Wednesday, September 19, 2012

Dreams and Daydreams

I used to dream about running.  I was never very athletic.  I developed a want to run in my late 20's and before I could really run I would wake up in the morning and remember dreaming about running.  Then after I gave birth to my daughter 2 years ago the same thing happened.  It was like my mind was conditioning my body to run.  Now, having an 11 week old baby and a 2 year old, the only dreams I have are daydreams and they usually consist of sleeping!  That is the truth of motherhood! 

My little guy (11 weeks old) has a little congestion and there's nothing like listening to your child struggling to breathe to keep a mommy up all night.  He kept waking himself up and poor guy just didn't get much rest.  Of course my hubby, who tried to be helpful in hour 3 of my sleepless night, wakes up and says 'do you want me to rock him to sleep?' to which he received an emotional response he wasn't expecting, tried for 40 minutes and didn't make any progress.   Ultimately I ended up taking my son back.  In some ways I am grateful I have been given the gift of consoling my child and sometimes I wish he would accept consoling from his sweet Daddy.
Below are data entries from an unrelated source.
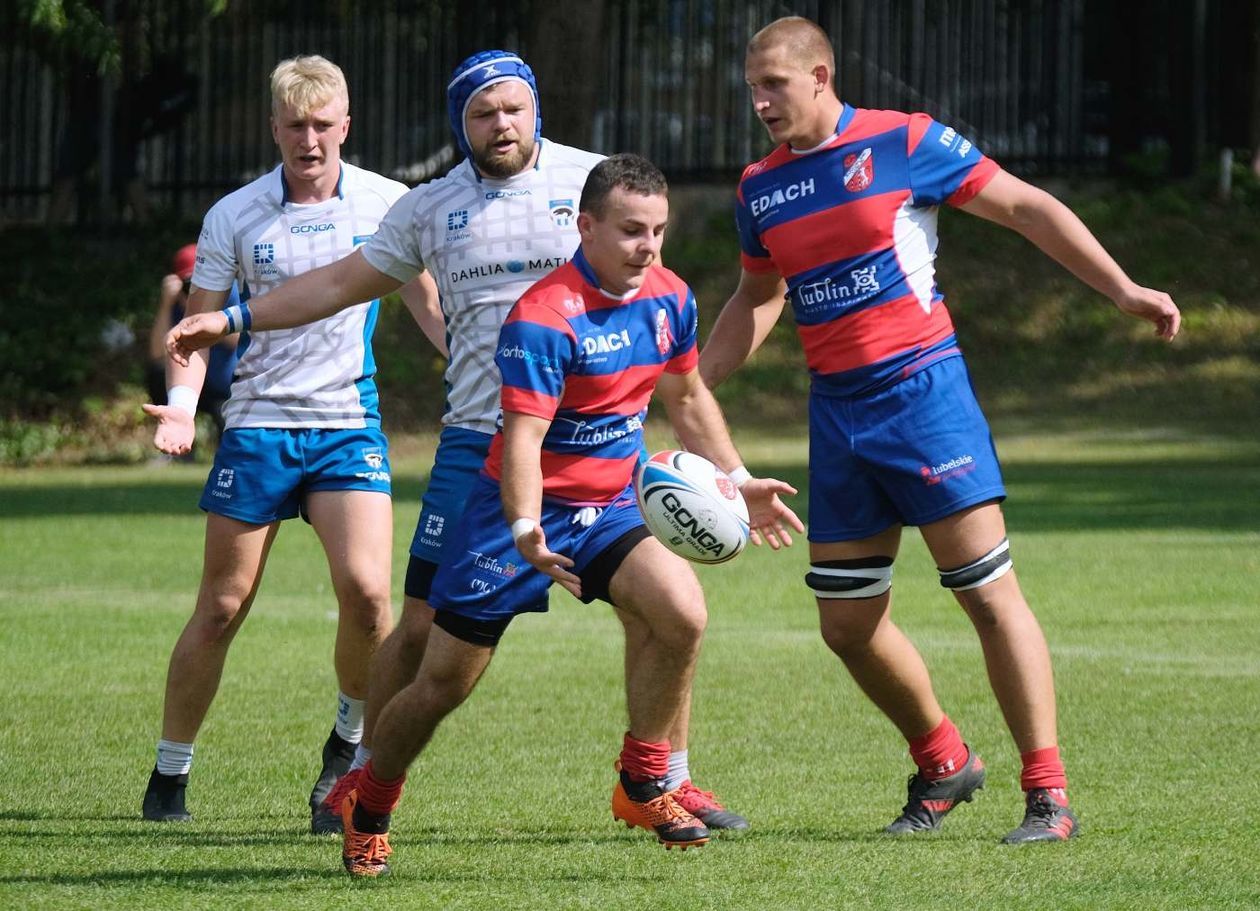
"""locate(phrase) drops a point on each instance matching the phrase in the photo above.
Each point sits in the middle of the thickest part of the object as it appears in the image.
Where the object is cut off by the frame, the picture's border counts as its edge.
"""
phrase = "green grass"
(1140, 555)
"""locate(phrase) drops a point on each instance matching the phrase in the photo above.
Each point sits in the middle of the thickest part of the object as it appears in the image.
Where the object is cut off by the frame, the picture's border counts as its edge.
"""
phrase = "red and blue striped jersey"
(851, 226)
(589, 362)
So today I am making chili in the crock pot for our chilly night (supposed to be in the 50's).  And getting children's clothes ready for a local consignment sale that I have been procrastinating about!  And lastly, still working on Halloween costumes...my daughter will be a scarecrow and still working on the hat.  I can be crafty, but this is pushing me to my limits on level of difficulty!  Oh, and the side project still underway is a fall wreath for the front door.  Where will I find the time..who knows!  It might take me til the end of fall to finish all of this.  For someone who used to be a professional project manager and had several large clients that I serviced all at once I am challenged with just 2 children under my feet and in my arms to get anything done these days.  No pressure...yeah right!!
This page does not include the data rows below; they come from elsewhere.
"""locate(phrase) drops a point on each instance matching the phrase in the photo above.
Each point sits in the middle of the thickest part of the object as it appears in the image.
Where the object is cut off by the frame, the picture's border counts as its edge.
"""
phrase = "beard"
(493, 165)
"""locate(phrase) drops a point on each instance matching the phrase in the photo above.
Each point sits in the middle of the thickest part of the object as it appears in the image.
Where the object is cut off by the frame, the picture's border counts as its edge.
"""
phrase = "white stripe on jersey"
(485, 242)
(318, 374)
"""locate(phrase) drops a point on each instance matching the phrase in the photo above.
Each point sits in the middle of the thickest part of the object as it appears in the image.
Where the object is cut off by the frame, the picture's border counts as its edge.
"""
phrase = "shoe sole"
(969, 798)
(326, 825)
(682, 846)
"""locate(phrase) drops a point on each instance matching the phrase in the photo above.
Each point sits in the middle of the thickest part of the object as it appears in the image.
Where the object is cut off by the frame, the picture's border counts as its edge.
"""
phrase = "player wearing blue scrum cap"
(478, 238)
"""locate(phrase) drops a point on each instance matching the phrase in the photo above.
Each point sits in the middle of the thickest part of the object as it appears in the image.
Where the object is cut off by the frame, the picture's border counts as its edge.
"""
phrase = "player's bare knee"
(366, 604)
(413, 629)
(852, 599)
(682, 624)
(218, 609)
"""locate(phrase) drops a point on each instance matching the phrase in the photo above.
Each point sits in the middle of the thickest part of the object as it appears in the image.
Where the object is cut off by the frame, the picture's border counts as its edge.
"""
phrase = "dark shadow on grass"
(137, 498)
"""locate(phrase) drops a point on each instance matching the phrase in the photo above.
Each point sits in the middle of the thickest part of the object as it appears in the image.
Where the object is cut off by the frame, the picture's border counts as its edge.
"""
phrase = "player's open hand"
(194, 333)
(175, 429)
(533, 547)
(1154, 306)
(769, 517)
Update from yesterday:  I did end up making those chocolate peanut butter pretzel balls and they were to die for!!  I do have on my list to figure out a way to add caramel to it as that would just be heaven!  They were easy and my 2 year old got to help make and eat them!

Tuesday, September 18, 2012

Gotta Start Somewhere

I am excited to see how this evolves.  What do I want this blog to be? Ultimately an outlet for my daily thoughts.  Guess we will just have to see where that takes us. Hoping I don't share TMI...and hoping someone finds my thoughts interesting enough to read. 
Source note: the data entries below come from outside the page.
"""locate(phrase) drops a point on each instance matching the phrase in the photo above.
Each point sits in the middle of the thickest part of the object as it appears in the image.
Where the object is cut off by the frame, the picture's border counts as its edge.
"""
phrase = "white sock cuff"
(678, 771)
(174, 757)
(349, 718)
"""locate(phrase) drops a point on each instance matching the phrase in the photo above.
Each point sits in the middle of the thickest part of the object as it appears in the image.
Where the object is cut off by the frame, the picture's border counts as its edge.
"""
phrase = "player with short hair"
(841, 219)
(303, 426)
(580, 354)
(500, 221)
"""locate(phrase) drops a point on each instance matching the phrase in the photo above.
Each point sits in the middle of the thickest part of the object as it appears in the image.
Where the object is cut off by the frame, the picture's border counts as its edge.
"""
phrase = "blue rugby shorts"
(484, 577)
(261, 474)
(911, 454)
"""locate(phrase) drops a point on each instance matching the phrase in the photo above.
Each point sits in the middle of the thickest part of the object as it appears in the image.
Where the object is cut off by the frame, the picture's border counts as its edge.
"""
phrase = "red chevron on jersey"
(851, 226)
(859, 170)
Today we are waiting on a 'cold front' to come through.  This means daily temps will be in the 70's, so not much of a cold front however this does put me in the fall mood.  As my good friend says, 'it's a ber month', which really means anything fall/winter related is acceptable.  So I am craving something sweet and found a recipe on pinterest for balls made with peanut butter, pretzels and chocolate.  Gonna have to give them a try and maybe see if I can somehow sneak some caramel in somehow.  Wish me luck!